En esta misma orientación, como lo habíamos indicado, se promueve la incorporación participativa de la ciudadanía en la implementación de las políticas sociales, entendida en este sentido, como un mecanismo destinado a hacer más eficiente la función crítica de la política social, esto es compensar la distancias en materia de equidad y a revertir los procesos de fragmentación social (Portocarrero, F., 1997; Sulbrandt, J., 1997, Serrano, M., 1998) (96). Es en este último sentido, donde el enfoque emergente de la política social, busca corregir y revertir los efectos de la llamada revolución de lo social y la aplicación de las políticas de ajuste estructural, esto es el debilitamiento del vínculo social, la depreciación del capital social o la fragmentación del tejido social. En consecuencia, la política social no sólo se sobrecarga con las exigencias de ser eficiente en la compensación de los desequilibrios sociales que genera la lógica del sistema económico, sino que debe resolver la paradoja de convertirse en un dispositivo eficaz y eficiente para generar dinámicas participativas y de densificación de capital social en la comunidad (97).
Sin abandonar los requerimientos de la lógica económica y articuladas en torno a la semántica de la eficiencia, la modernización de la gestión pública y la implementación -y reforma- de las políticas públicas y sociales buscan disponerse, tras las profundas transformaciones de las últimas décadas, en el centro de la relación Estado- sociedad, asumiendo la función de vinculación política, en el marco de los desafíos de conducción gubernamental orientada a proveer de un escenario de estabilidad social y política al proceso económico -gobernabilidad.
Las nuevas propuestas intentan, en consecuencia, incorporar en la discusión pública nuevos criterios, en el sentido de que márgenes de gobernabilidad creciente se pueden desarrollar en la medida en que se incorpora participativamente a la ciudadanía en la toma de decisiones. Con mayor o menor convicción, el paradigma apuesta a estos nuevos despliegues con el argumento de que la participación ciudadana constituye, también, un factor de eficiencia y eficacia en la implementación de las políticas gubernamentales.

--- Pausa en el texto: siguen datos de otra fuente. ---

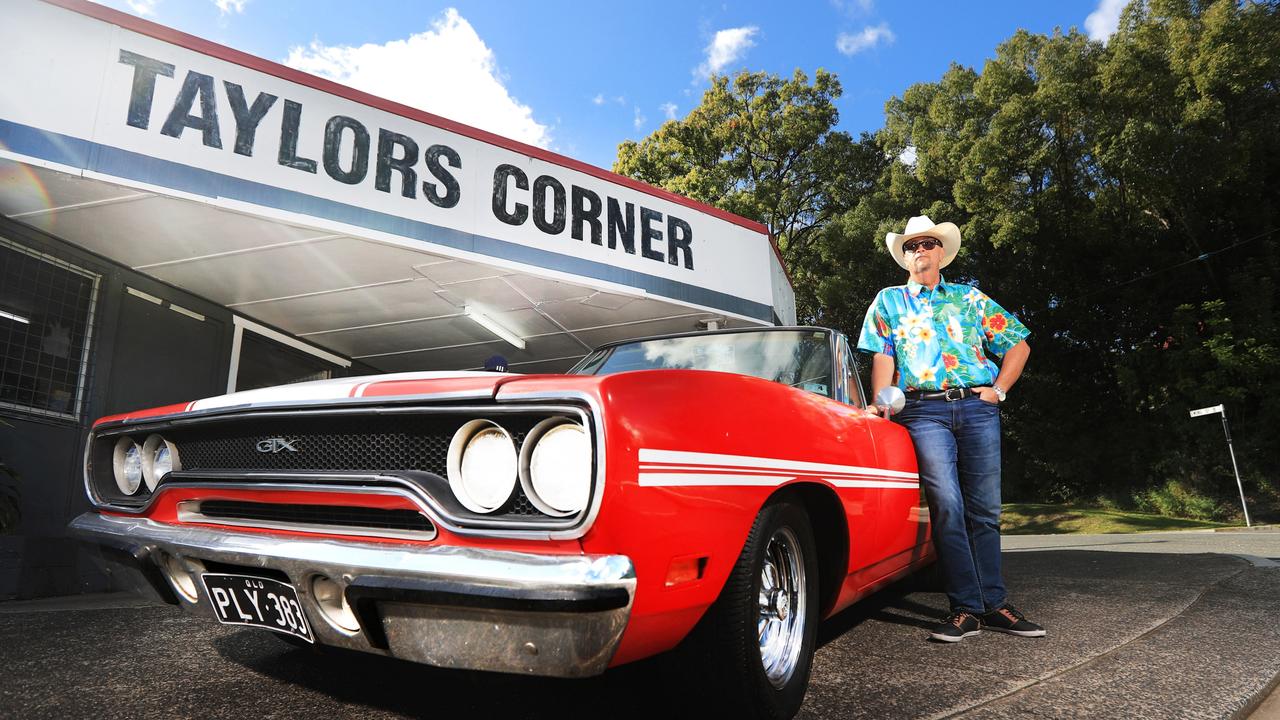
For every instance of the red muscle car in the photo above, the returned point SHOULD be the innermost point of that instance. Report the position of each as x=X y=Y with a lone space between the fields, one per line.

Más allá de todo lo que se echa de menos -déficits de convergencia de las políticas sociales, debilidad en la influencia de la visión Política de largo plazo, desempeños todavía escuálidos en materia social-, lo cierto es que las nuevas orientaciones de la gestión pública y, particularmente de las políticas públicas y sociales deben cumplir sus funciones paralelas en un contexto económico, social y político cuya complejidad recién se empieza a perfilar con mayor claridad. Por lo pronto, deben revertir la inercia de la fragmentación social y el debilitamiento del capital social, como requisitos de autosustentabilidad futura del paradigma, en el marco de los programas y semánticas -orientaciones de sentido y patrones culturales- que se promueven, también, como requerimientos de desenvolvimiento de la racionalidad subsistémica y de los condicionamientos (98) "macro- económicos" que supone el contexto de la globalización.